アメリカとイランの戦闘終結に向けた協議をめぐり、トランプ大統領はアメリカ政府代表団の仲介国パキスタンへの派遣を直前で中止したことを明らかにしました。

トランプ大統領は25日、「イランとの協議のためのパキスタンのイスラマバードへの政府代表団の派遣をいま、中止したところだ」とSNSに投稿しました。

ホワイトハウスは24日、ウィットコフ中東担当特使とトランプ大統領の娘婿のクシュナー氏がイランとの協議のため、25日にパキスタンへ出発すると発表していました。
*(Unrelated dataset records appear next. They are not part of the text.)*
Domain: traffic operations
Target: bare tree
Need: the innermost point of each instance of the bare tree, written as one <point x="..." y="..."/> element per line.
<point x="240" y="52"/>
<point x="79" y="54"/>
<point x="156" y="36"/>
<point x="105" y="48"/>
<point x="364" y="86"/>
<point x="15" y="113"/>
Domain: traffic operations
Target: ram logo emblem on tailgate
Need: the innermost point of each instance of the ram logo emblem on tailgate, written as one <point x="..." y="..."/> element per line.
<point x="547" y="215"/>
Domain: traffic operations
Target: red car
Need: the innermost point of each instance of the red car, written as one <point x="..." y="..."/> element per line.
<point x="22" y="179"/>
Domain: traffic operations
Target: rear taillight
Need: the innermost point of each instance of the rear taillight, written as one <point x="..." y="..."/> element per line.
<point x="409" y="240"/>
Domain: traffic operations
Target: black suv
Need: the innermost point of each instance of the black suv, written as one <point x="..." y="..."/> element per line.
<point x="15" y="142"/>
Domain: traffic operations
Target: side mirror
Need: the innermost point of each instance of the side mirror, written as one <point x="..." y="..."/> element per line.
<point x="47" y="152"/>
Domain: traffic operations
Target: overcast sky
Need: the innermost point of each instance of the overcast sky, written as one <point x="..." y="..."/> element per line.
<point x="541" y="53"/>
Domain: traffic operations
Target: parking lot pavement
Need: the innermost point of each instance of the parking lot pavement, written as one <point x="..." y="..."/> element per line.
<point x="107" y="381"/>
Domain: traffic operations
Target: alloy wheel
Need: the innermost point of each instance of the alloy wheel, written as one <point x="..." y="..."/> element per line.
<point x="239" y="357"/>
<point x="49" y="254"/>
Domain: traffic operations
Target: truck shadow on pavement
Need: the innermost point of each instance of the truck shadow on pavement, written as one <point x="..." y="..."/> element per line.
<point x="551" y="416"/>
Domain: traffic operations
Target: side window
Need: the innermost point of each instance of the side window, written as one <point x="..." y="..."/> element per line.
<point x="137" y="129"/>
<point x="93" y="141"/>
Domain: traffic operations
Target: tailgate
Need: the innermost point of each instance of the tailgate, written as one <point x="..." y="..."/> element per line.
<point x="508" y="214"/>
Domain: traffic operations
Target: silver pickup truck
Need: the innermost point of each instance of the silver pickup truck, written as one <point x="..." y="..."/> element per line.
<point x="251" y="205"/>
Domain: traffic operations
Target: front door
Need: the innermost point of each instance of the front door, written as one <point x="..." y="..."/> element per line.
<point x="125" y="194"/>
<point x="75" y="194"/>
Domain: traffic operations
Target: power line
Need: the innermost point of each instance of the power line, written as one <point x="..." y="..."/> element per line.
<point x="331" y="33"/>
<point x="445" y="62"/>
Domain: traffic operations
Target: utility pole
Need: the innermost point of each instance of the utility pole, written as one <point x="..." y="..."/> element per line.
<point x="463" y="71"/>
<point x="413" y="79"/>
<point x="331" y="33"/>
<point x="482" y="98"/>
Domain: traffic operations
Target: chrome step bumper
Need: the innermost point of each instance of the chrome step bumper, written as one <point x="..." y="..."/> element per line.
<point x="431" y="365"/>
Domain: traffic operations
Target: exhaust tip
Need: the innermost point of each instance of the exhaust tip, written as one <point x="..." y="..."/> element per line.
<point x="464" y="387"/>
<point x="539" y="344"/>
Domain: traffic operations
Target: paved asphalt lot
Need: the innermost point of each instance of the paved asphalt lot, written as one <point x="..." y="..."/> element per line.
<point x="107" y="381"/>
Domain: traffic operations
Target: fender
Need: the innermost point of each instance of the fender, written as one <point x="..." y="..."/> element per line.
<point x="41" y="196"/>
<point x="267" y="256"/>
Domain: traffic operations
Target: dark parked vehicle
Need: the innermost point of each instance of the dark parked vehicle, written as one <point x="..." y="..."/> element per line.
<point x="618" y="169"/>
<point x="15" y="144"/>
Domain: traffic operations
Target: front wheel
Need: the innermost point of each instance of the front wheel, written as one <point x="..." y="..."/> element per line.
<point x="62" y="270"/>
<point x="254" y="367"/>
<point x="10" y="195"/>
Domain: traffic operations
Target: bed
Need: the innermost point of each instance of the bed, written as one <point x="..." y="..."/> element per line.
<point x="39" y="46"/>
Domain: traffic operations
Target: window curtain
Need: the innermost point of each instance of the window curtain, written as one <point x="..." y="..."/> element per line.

派遣中止の理由について、トランプ大統領は「移動の時間と手間がかかり過ぎる」と説明。

その上で、「イラン指導部内では激しい内紛と混乱が起きている。彼ら自身を含め誰が実権を握っているのか誰にもわからない」と主張しました。

また、今後のイランとの協議について、「我々は全てのカードを持っているが、彼らには何もない。話し合いたいならば、連絡してくればいいだけだ」としています。

こうした中、ニュースサイト「アクシオス」は、トランプ大統領が取材に対し、今回、イランとの協議が実現しなかったことがイランへの攻撃再開に繋がるかについて、「そういう意味でない」と述べ、否定したと報じました。

トランプ大統領は今後の攻撃再開について、「まだそのことを考えていない」と話したということです。